If the prosecutors had been this courageous from the beginning, this parody of justice would not have progressed so far. The question now is how many other people have been unlawfully jailed? For sure it is not only Sengkon and Karta, two villagers from the outskirts of Jakarta, who although they maintained their innocence, were jailed for years for murder two decades ago, until they themselves found the real murderer who was serving a jail term for another offense in the same prison in Cipinang, East Jakarta. Had the prosecutors not decided to make a stand, Iwik might have been executed by firing squad for premeditated murder.
The Bantul court will soon hand down a verdict on Iwik's case. But after the prosecutors' request Monday, many experts are convinced that the panel of judges will agree with the prosecutors' conclusion and free the poor villager.
Does that mean that the case is closed? The answer is of course no because the people are dissatisfied with the investigation and are concerned about possible manipulation and irregularities.
The experts, who praised the prosecutors exemplary valor, have urged the authorities to send any police officer found to be involved in coercion and brutality to court for trial because nobody is above the law. The trial is important not only to uncover the reason why the police tried to victimize an innocent citizen, but also who ordered them to do so.

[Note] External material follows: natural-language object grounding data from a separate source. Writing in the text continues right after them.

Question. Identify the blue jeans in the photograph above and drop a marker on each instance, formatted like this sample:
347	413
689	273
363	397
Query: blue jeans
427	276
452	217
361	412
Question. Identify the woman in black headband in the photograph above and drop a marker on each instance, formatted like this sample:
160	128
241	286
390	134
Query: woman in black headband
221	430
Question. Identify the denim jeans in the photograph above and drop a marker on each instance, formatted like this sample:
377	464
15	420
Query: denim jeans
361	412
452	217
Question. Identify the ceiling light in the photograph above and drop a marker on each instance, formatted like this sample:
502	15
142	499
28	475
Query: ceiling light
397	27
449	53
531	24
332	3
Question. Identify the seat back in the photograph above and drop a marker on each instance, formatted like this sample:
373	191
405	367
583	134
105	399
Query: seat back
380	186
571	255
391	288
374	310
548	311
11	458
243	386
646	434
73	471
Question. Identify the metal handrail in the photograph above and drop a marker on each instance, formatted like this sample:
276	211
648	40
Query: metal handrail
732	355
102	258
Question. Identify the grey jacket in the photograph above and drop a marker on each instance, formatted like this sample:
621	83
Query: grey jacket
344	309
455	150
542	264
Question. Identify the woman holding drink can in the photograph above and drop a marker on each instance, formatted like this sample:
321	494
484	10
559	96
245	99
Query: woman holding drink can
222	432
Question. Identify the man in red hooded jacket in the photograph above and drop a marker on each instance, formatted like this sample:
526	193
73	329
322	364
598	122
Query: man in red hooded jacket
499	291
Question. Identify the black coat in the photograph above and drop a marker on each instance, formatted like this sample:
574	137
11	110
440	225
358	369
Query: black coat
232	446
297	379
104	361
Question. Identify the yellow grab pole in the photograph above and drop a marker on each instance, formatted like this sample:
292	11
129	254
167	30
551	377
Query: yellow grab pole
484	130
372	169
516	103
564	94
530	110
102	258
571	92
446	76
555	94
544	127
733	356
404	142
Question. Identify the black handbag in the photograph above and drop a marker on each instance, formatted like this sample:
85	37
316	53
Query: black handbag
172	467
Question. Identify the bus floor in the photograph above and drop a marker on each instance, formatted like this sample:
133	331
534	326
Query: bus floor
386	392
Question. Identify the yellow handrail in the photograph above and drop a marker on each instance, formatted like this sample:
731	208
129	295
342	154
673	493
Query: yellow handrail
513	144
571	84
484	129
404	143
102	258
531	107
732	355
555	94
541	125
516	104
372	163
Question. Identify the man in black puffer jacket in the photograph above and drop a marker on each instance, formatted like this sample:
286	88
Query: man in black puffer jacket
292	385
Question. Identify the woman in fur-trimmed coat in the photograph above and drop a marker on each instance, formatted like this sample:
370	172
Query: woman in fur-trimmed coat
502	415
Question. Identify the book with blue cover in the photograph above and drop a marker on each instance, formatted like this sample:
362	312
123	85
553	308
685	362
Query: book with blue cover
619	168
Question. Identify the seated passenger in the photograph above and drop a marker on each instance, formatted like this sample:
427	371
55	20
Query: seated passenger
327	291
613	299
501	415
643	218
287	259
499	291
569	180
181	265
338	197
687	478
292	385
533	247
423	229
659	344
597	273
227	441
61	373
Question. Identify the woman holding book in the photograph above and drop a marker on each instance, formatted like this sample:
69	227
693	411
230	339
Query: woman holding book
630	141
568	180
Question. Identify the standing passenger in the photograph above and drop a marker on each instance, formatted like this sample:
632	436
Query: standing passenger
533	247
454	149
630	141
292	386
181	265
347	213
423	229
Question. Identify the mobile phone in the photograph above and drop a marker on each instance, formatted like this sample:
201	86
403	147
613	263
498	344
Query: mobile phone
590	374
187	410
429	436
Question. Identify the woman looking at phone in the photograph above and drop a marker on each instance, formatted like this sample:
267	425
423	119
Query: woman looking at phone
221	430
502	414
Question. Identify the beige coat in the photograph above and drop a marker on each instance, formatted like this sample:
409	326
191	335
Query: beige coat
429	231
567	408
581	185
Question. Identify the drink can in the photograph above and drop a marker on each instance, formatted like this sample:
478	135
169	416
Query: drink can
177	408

The court also needs to hear why an official said that the regent of Bantul would reward Iwik if he confessed to the murder. Meanwhile experienced lawyers have also said that they believe that police-engineering of the charges was not mere carelessness, but was well-planned.
However, despite the prosecutors' bold action, we believe the nation can now expect the Yogyakarta journalist's murder to remain a dark case, just like that of Marsinah, a labor activist, who was brutally murdered in East Java in 1993. There are still people around us who dictate the law.